Once the first step for achieving sustainable, emission-free mobility is complete, the automaker will up the ante and retrofit the entire roof surface of its vehicles with Alta's solar cells. This, according to the solar-equipment maker, could be a way to charge the batteries of the Audi EVs directly and serve as a primary source of power.
These solar cells that are very thin and flexible hold the world-record for efficiency and perform extremely well in low light and high-temperature environments.

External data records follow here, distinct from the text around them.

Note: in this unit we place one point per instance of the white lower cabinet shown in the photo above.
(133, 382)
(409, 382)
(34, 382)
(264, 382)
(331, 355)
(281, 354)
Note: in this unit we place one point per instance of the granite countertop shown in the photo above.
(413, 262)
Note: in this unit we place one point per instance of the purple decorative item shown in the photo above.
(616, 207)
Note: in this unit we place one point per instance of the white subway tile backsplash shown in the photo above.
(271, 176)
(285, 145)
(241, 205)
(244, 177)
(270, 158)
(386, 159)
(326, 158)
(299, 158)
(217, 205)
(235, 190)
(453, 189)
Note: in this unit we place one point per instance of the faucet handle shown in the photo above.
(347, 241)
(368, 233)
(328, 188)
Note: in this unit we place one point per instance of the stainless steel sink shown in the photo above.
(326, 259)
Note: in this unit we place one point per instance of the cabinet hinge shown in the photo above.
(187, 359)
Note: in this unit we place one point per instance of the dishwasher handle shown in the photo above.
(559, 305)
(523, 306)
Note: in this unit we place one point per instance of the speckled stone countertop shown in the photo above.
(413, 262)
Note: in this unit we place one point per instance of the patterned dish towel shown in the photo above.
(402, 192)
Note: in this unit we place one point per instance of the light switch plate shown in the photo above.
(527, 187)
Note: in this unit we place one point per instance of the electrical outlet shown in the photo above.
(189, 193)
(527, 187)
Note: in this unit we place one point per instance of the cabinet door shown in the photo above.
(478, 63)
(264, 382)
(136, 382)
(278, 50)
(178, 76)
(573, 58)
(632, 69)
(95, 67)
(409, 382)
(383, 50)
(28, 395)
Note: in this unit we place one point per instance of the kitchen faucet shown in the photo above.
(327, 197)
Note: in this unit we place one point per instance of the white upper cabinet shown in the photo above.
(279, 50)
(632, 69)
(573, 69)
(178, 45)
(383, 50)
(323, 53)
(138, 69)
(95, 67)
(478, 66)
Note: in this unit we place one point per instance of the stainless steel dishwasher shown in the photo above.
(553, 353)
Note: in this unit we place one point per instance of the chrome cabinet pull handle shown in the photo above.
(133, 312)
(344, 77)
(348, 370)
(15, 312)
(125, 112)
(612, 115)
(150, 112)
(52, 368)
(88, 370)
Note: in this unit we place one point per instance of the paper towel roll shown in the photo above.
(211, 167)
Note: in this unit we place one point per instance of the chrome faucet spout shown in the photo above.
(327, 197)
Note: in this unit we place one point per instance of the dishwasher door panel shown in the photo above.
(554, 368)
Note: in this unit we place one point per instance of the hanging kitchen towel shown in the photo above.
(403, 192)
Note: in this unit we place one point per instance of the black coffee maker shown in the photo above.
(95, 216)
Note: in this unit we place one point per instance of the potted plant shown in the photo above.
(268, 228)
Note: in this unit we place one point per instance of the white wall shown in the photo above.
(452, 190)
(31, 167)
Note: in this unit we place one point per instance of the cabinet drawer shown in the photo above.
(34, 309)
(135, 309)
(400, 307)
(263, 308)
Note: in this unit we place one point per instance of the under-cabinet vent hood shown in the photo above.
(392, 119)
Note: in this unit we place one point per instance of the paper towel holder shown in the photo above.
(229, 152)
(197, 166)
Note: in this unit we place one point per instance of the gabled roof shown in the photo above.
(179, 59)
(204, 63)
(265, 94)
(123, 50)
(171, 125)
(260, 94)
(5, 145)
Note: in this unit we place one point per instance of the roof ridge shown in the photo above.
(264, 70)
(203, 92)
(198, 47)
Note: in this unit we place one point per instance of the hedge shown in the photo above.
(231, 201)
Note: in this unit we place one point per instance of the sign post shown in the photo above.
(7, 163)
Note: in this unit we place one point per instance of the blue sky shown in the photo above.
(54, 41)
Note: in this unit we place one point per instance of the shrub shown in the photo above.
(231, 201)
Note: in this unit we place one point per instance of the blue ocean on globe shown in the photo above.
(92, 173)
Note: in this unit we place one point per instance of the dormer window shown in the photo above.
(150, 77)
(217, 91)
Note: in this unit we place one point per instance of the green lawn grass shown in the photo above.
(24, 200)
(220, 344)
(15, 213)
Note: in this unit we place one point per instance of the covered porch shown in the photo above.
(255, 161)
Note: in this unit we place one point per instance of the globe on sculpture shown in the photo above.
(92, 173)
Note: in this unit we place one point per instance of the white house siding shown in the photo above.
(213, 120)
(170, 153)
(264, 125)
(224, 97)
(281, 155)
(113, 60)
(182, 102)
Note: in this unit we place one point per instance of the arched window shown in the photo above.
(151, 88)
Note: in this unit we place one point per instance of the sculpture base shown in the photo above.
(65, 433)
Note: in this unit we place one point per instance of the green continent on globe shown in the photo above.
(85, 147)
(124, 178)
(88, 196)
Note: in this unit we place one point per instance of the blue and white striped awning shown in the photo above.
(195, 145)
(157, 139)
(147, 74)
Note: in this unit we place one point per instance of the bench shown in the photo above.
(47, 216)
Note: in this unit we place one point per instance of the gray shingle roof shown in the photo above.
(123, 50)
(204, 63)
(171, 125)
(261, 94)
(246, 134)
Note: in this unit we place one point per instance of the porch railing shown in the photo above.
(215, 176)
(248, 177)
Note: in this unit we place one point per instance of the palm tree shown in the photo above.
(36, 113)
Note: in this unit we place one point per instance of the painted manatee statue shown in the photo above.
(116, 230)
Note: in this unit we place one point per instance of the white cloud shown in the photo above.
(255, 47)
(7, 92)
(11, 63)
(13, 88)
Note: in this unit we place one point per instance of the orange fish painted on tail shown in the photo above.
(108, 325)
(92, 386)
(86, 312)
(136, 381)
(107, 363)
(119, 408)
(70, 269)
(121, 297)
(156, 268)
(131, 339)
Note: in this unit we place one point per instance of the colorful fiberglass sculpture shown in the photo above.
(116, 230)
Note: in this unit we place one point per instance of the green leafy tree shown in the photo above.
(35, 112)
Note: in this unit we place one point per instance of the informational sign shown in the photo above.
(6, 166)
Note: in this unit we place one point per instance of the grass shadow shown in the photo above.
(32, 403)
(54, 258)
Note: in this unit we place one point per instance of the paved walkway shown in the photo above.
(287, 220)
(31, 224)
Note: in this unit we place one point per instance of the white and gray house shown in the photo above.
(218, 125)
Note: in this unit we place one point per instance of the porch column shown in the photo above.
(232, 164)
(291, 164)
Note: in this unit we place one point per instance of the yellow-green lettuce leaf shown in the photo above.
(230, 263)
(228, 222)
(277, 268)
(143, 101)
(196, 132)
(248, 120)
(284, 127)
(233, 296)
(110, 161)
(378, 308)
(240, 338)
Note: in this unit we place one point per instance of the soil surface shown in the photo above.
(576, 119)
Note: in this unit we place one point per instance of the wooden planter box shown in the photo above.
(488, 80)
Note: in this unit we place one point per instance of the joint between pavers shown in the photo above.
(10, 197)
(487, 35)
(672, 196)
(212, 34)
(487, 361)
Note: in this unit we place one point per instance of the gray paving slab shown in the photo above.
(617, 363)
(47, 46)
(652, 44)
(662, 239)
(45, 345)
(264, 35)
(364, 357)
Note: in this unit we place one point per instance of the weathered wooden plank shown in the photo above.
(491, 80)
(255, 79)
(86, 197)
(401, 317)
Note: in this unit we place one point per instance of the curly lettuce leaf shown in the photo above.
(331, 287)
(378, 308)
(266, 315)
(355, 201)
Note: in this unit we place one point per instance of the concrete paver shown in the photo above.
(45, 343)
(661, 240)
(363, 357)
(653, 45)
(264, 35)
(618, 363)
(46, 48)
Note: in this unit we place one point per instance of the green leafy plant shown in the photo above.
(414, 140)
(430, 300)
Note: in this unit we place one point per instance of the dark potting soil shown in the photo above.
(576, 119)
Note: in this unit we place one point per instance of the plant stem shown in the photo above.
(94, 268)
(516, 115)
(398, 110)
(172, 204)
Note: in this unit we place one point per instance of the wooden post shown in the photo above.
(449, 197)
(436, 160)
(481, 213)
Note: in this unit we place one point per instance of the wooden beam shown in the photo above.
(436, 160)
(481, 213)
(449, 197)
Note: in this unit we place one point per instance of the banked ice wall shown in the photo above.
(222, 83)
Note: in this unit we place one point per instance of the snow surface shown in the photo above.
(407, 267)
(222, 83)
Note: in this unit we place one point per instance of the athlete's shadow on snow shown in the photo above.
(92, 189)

"The range of electric cars plays a decisive role for our customers," said Bernd Martens, member of Audi Board of Management in a statement. "Together with Alta Devices and Hanergy, we plan to install innovative solar technology in our electric cars that will extend their range and is also sustainable". Hanergy Thin Film Power, which lost half of its value in a single day two years ago, is the parent of US-based Alta Devices.
The two giants are now working on the first prototype of the car, which should be developed by the end of this year. Among others, Panasonic and Nissan are also progressing to shape the solar car of the future. Panasonic is already producing 180-watt solar cells for automobile rooftops, while Nissan is offering a solar panel as an add-on for the Leaf electric car.